Secondly, the adoption of the Sustainable Development Goals (SDGs) in 2015 requires that the ARQ be revised to ensure that tracking progress in drug control is in line with – and feeds into – the achievement of the 2030 Agenda for Sustainable Development. As a functional commission of the Economic and Social Council (ECOSOC), the UN Commission on Narcotic Drugs (CND) is mandated to report back to ECOSOC on its contribution to the achievement of the SDGs. Tracking progress towards drug control through the SDG lens is essential in this task. Tracking such progress is also critical to ensure more coherence within the UN system, in particular in making sure that drug policies contribute to, rather than undermine, the broader objectives of the United Nations.

Thirdly, a simplification and streamlining of drug-related indicators is urgently needed to increase the response rate to the ARQ, especially in Africa, Latin America and Asia.

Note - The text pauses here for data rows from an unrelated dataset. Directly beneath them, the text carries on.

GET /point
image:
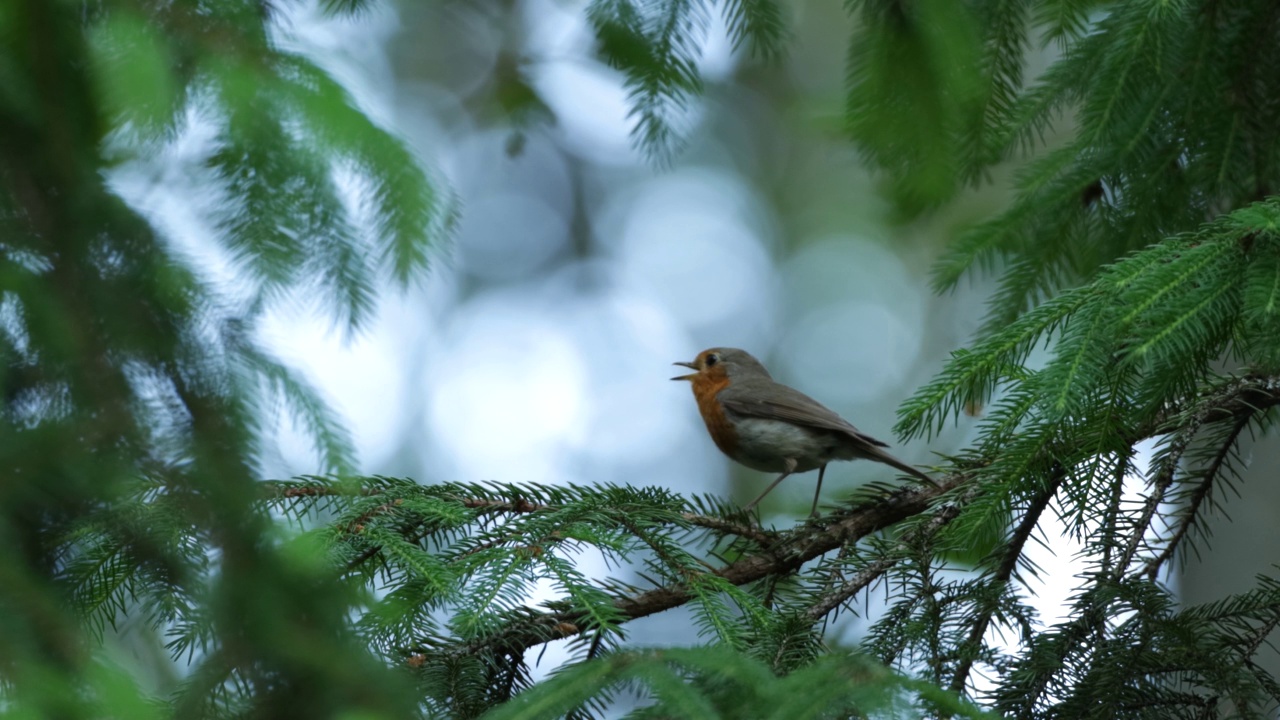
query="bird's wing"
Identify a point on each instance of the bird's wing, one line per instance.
(776, 401)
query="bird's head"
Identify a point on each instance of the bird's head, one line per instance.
(720, 363)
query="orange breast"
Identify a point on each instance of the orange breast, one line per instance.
(707, 386)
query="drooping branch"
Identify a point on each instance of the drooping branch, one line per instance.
(1005, 572)
(1237, 397)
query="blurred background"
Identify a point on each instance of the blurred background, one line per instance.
(540, 346)
(539, 349)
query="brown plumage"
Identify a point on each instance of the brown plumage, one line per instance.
(771, 427)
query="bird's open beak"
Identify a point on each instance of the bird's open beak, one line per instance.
(690, 365)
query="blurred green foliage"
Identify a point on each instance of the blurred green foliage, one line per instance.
(133, 392)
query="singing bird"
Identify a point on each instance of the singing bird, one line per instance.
(771, 427)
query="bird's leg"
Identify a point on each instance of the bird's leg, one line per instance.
(817, 492)
(791, 468)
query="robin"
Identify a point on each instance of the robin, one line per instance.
(771, 427)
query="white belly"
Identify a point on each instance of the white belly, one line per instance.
(767, 445)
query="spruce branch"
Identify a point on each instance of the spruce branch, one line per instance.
(1191, 514)
(1235, 397)
(1011, 555)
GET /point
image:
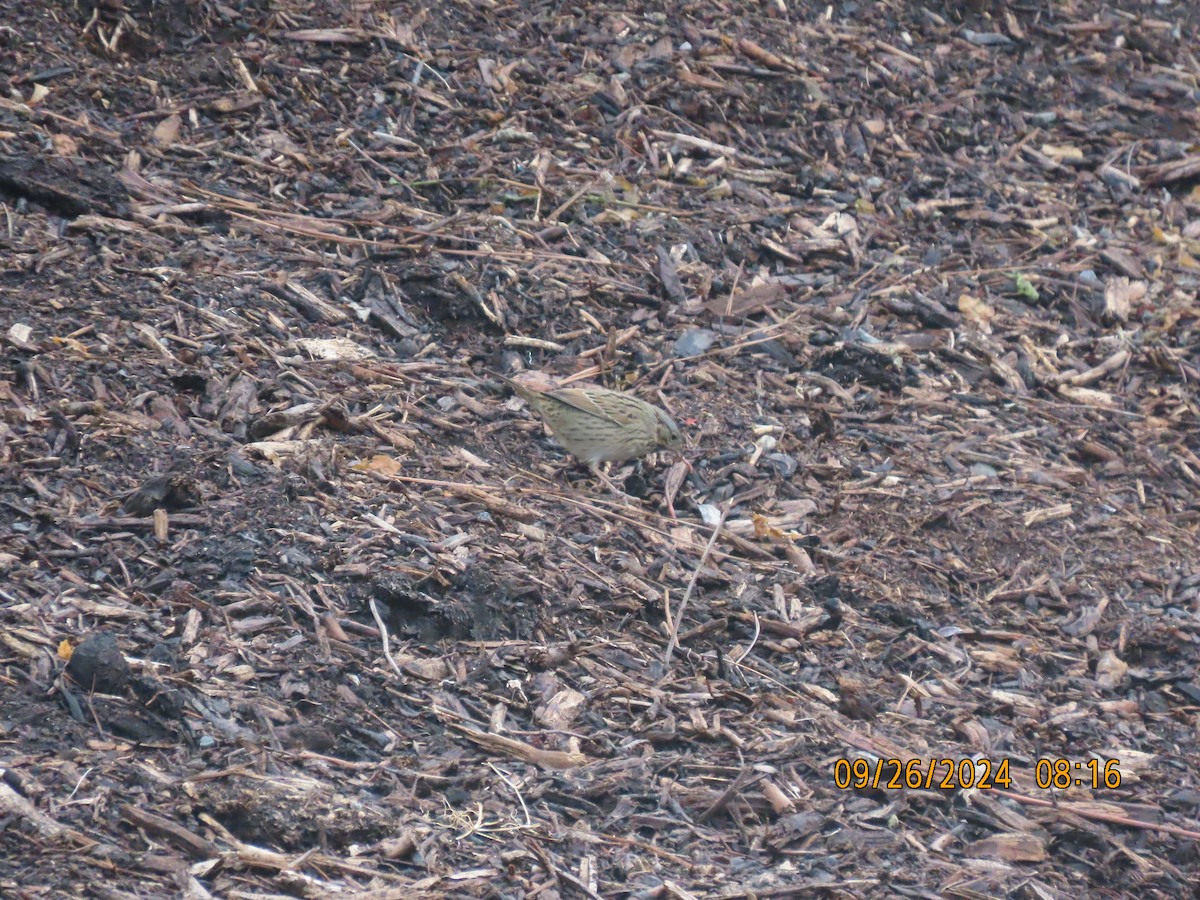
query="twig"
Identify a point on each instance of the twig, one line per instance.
(691, 586)
(383, 636)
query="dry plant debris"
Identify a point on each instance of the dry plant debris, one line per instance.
(292, 600)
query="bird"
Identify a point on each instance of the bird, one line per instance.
(598, 425)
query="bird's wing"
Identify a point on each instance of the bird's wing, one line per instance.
(580, 400)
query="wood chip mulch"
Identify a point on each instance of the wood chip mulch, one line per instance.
(298, 599)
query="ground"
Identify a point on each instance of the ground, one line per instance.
(298, 599)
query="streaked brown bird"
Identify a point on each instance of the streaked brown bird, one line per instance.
(598, 425)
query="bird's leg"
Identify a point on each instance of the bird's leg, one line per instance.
(601, 477)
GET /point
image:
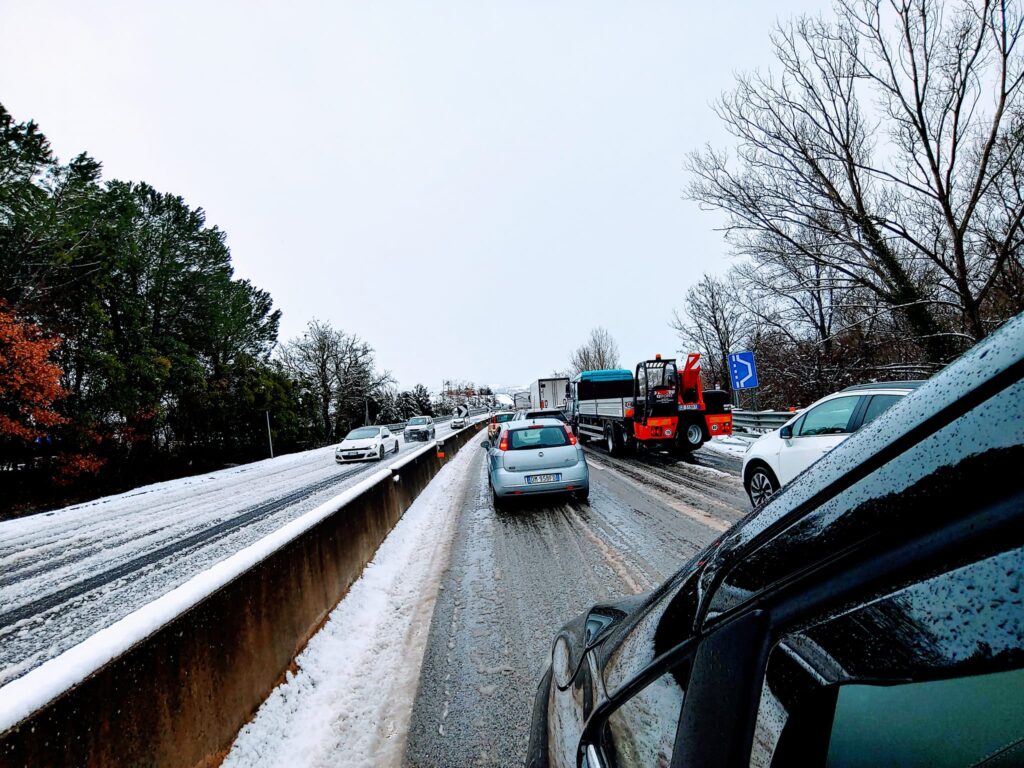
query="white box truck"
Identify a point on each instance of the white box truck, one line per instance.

The UNODC kicked off the ARQ review process at an expert working group meeting on 29th to 31st January 2018, to discuss quality, gaps and challenges in data collection. However, the meeting fell short of a meaningful reconsideration of the ARQ, and little discussion took place on how to incorporate UNGASS implementation and the achievement of the SDGs in a revised version of the ARQ. IDPC raised these and other concerns in a letter which was eventually shared by the UNODC to the participants of the meeting.